Thursday, July 19, 2007

The Search for Unity

Over the course of the past few months -- as my schedule has become increasingly stressed -- I've found myself on a great search to unify all my ... well ... everything.

I have about a dozen e-mail accounts. Of those, I check 6 of them multiple times a day. I have 4 schedule managers: one at work, one at home, one on the web, and one on my phone. Speaking of which, I have 3 phone lines: one home, one work, and one cell. On my cell, I make regular use of SMS, and also access various instant messenger services. And don't even get me started on the news, blogs and social networking sites that I try to stay on top of. My iGoogle portal page has more links than an eBay search for "new."

I'm one of the most connected and accessible people on the planet. The problem lies in the fact that it takes me an entire day just to check my own status.
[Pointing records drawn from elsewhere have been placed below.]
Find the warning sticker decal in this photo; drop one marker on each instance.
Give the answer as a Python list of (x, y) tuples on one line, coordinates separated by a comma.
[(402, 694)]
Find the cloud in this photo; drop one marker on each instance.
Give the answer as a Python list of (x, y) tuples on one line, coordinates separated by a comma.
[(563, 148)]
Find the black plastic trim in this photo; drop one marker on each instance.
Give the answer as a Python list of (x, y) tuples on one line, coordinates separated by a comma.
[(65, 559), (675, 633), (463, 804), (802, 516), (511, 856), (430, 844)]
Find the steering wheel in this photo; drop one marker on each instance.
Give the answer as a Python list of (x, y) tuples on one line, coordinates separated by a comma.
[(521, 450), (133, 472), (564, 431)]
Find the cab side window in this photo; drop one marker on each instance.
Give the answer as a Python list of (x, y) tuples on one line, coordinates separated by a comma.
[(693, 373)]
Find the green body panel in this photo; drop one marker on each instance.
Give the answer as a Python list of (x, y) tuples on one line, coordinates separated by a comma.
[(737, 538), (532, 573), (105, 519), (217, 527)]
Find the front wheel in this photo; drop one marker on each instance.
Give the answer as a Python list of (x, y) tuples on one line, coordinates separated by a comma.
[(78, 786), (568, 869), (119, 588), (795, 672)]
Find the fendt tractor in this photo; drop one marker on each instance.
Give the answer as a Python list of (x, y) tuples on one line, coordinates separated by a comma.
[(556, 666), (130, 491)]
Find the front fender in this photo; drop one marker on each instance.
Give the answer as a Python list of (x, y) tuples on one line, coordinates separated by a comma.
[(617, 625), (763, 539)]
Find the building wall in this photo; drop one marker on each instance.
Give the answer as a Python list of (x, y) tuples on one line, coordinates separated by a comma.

By the time I figure out who contacted me for what, I don't have the motivation left to return a call.

My ultimate goal is to have everything at my fingertips, and preferably through my cell phone. I bought it for this very reason, yet I seem to lack the time to get it configured to do the things I bought it to do. And to add to that fact, nothing natively wants to talk to anything else. My phone won't natively sync to Lotus Notes (which, I must say, is one of the all-time crappiest groupware solutions known to man -- so of course, it's corporate mandated), so I need a third-party app to act as a conduit. In order to check all my mail from one location, I need to forward mail to a central account, which means configuring mail filters so that spam doesn't get forwarded as well. Ah... Spam. Between 500-2,000 per day. You think I'm joking. I'm not. And people wonder why I tell them not to bother e-mailing me.

I'm hoping it storms something fierce this weekend. I need a good excuse to stay indoors and sort this mess out.

While I'm at it, I should probably add that the only reason I'm blogging this on blogger.com is because I can get to it from one quick click of the mouse from the iGoogle main page -- without conifiguring another link to another service for which I'll have to remember yet another password.